Data and Algorithm Acquisition Can Improve Machine Learning
Machine learning consists of three structural elements that are core to its function: the data received for analysis, the algorithms that turn the information into structural adaptations and the visualized results that appear when the first goes through the second. By training the machine to pick up patterns, it can identify anomalies or directions that help businesses make informed decisions, like determining whether a transaction discrepancy is a slight deviation from a customer or a sign of fraud. While pointing out data sources and creating the models they feed into is often necessary, sometimes purchasing them can be just as effective, especially if you gain both in the acquisition.
IBM’s acquisition is more than about the weather
In late October of this year, IBM acquired the digital and technology assets of the Weather Company, which runs the Weather Channel and the website Weather Underground. This is part of a plan to expand its machine learning platform Watson’s capabilities to include weather predictions and analysis. According to business blog Quartz, the purchase included not only Weather Underground, but extensive weather data from 3 billion weather forecast reference points, more than 40 million smartphones and 50,000 daily airplane flights. While this is an incredible amount of data, what many sources left unmentioned is that the acquisition likely included the company’s weather prediction models, which they spent decades crafting and honing.
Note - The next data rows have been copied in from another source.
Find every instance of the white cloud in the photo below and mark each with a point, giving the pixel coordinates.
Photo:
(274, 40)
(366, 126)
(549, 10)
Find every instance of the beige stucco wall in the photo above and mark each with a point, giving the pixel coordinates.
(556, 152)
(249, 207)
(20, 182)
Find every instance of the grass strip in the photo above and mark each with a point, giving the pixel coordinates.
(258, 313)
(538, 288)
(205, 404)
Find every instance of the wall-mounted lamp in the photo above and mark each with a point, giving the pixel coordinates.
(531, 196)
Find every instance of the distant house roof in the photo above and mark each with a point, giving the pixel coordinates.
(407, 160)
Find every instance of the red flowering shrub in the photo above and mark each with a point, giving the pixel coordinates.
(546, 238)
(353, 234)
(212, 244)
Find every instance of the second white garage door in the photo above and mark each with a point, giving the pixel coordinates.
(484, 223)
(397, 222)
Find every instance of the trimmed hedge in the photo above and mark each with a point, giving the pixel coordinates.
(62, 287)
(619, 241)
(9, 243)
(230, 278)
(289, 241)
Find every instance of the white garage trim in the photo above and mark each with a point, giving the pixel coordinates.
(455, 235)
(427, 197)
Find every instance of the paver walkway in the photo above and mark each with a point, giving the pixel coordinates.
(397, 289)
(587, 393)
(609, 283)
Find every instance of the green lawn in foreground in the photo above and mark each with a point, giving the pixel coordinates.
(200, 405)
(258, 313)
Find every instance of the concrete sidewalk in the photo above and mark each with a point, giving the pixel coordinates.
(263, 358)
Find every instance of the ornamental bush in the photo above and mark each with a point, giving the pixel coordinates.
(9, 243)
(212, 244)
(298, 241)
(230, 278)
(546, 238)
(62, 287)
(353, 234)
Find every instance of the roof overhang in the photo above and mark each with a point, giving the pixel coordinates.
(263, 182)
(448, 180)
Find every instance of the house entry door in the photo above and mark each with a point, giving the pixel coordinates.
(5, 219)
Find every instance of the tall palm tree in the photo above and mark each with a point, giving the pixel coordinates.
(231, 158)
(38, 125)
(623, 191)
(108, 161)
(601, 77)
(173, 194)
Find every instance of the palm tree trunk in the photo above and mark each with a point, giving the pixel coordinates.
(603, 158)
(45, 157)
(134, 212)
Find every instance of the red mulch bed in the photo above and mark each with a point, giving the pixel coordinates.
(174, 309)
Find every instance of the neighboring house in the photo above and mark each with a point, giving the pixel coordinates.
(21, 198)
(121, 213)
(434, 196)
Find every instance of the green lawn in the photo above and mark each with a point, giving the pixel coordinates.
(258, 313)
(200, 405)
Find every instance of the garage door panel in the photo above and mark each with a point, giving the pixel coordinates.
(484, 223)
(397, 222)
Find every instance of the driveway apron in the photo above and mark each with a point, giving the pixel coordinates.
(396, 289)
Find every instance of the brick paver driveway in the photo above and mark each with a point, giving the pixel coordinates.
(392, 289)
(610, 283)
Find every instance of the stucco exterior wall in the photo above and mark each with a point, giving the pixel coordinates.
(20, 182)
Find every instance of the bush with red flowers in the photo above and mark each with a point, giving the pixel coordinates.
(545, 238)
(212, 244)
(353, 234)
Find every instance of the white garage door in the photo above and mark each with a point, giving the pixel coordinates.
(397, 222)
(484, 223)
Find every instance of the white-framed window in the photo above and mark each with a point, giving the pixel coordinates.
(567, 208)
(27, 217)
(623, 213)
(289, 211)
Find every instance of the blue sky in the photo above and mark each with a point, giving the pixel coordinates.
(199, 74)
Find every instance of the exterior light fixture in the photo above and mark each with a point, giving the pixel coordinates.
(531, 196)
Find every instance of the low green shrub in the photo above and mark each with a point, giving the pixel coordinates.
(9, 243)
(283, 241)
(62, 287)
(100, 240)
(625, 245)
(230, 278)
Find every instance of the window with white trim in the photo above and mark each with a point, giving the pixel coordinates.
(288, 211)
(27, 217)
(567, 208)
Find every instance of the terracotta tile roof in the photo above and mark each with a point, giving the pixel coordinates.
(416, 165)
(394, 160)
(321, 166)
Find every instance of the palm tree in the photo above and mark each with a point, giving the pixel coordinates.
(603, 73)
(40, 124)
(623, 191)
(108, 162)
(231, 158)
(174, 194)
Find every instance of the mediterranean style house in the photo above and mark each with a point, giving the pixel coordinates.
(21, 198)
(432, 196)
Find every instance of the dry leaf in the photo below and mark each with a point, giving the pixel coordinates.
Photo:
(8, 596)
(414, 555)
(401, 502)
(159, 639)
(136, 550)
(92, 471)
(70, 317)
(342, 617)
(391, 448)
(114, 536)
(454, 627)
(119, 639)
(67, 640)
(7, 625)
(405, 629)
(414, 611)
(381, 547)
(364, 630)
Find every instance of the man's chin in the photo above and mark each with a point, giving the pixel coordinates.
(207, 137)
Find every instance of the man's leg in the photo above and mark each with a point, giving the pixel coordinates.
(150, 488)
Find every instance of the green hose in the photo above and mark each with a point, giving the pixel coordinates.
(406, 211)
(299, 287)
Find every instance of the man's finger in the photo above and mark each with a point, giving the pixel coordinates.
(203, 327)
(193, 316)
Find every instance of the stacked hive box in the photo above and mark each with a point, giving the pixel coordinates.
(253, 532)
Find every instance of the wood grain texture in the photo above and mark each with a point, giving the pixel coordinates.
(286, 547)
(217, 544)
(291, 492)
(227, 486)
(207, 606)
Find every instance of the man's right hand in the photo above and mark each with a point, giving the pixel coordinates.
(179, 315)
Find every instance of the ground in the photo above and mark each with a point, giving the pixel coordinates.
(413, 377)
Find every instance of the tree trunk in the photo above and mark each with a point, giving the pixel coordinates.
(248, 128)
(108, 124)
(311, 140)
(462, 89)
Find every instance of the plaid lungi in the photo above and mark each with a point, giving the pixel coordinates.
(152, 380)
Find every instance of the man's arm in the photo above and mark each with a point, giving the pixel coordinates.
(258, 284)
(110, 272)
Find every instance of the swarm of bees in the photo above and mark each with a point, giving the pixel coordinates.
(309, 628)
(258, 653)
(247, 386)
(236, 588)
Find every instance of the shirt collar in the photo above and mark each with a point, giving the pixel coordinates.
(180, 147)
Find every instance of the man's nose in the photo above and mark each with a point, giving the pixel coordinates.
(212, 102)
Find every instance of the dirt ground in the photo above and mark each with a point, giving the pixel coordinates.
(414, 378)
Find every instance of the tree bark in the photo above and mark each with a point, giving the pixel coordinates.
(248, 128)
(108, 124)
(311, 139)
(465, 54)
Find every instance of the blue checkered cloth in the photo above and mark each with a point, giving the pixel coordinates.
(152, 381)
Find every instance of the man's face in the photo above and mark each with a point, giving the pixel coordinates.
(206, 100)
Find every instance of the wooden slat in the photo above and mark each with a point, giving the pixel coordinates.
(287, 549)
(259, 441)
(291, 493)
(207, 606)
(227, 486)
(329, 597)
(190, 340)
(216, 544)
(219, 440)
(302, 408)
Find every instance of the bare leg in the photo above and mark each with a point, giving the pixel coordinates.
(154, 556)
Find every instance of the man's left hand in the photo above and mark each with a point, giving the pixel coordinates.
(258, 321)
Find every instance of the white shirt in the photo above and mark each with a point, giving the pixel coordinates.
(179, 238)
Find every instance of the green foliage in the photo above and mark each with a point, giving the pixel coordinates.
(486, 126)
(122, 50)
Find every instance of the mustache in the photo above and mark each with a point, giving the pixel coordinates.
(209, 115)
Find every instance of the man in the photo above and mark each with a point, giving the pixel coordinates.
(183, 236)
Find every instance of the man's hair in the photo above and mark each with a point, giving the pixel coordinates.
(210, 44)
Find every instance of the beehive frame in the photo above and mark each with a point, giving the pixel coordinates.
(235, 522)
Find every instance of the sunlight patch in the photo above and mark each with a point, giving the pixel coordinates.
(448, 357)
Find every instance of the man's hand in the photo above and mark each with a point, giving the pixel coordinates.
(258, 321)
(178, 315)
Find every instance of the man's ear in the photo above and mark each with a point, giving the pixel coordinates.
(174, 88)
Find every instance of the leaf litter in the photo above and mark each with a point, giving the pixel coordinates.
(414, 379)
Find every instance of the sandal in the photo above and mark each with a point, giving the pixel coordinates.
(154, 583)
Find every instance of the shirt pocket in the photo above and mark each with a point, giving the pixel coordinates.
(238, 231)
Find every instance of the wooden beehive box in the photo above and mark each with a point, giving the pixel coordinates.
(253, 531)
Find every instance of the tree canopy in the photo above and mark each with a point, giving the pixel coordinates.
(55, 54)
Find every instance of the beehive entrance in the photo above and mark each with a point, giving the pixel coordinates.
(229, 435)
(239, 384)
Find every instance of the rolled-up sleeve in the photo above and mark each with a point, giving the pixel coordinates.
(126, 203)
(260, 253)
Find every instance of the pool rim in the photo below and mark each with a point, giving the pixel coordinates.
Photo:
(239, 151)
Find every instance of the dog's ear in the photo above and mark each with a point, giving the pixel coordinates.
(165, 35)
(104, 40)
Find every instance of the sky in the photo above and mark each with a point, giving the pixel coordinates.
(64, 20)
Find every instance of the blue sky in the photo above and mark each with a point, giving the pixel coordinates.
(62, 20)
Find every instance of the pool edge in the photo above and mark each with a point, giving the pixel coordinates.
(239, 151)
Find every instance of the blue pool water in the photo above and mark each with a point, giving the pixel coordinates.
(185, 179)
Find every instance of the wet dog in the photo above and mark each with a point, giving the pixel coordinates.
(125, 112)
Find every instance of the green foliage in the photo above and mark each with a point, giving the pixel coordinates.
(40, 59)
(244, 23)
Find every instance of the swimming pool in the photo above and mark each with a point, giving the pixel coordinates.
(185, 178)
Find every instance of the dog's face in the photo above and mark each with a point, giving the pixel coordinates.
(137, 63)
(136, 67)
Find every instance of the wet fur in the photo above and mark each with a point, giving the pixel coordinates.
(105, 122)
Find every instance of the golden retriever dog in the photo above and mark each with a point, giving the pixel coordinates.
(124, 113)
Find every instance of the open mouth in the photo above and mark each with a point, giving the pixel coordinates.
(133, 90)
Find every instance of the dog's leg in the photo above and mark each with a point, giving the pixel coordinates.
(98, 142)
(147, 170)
This is not to say that IBM itself doesn’t know how to make forecast models based on analytics on its own. In fact, it helped produce several of them in collaboration effort with the National Oceanic and Atmospheric Administration, the federal government’s weather agency in the last two decades. However, as the acquisition indicates, the company looks to expand its capabilities in that field without necessarily creating sophisticated new models from scratch. After all, the Weather Company likely already linked its data sources directly to its models anyway, so it makes more sense from an economical standpoint.
Taking the best of both worlds
This acquisition reopens the question constantly in the background in the analytics industry: Is it better to have more data or better algorithms? The answers often vary. Some, like Garret Wu of Data Informed, say a combination of more data with simple algorithms is usually enough because the former can eventually inform the latter when given enough space to do so. Others, like machine learning scholar Xavier Amatriain, argue that if a model is too simple, the mere dumping of more data will only prove the model has a high bias, which is not something you want. This is a more significant problem if the data quality is poor.
IBM’s answer to the question is to simply seek both data and models at the same time, especially if they have a symbiotic relationship with one another. In doing so, you gain high variance as opposed to bias while at the same time having data to back it. This is especially important in areas where granular details and variance is exceptionally important, such as fraud detection. An extensive amount of data may not discern a fraudulent purchase from a real transaction that’s just unusual if the model is too simplistic. On the other hand, if there is too little information fed into a complex model, you won’t get any tangible results at all, leaving problematic purchases undetected. By having both a large amount of data combined with an array of basic and advanced algorithms working in concert, you’ll have a much clearer picture with fewer false flags. That will keep your customers happy and your financial data safe.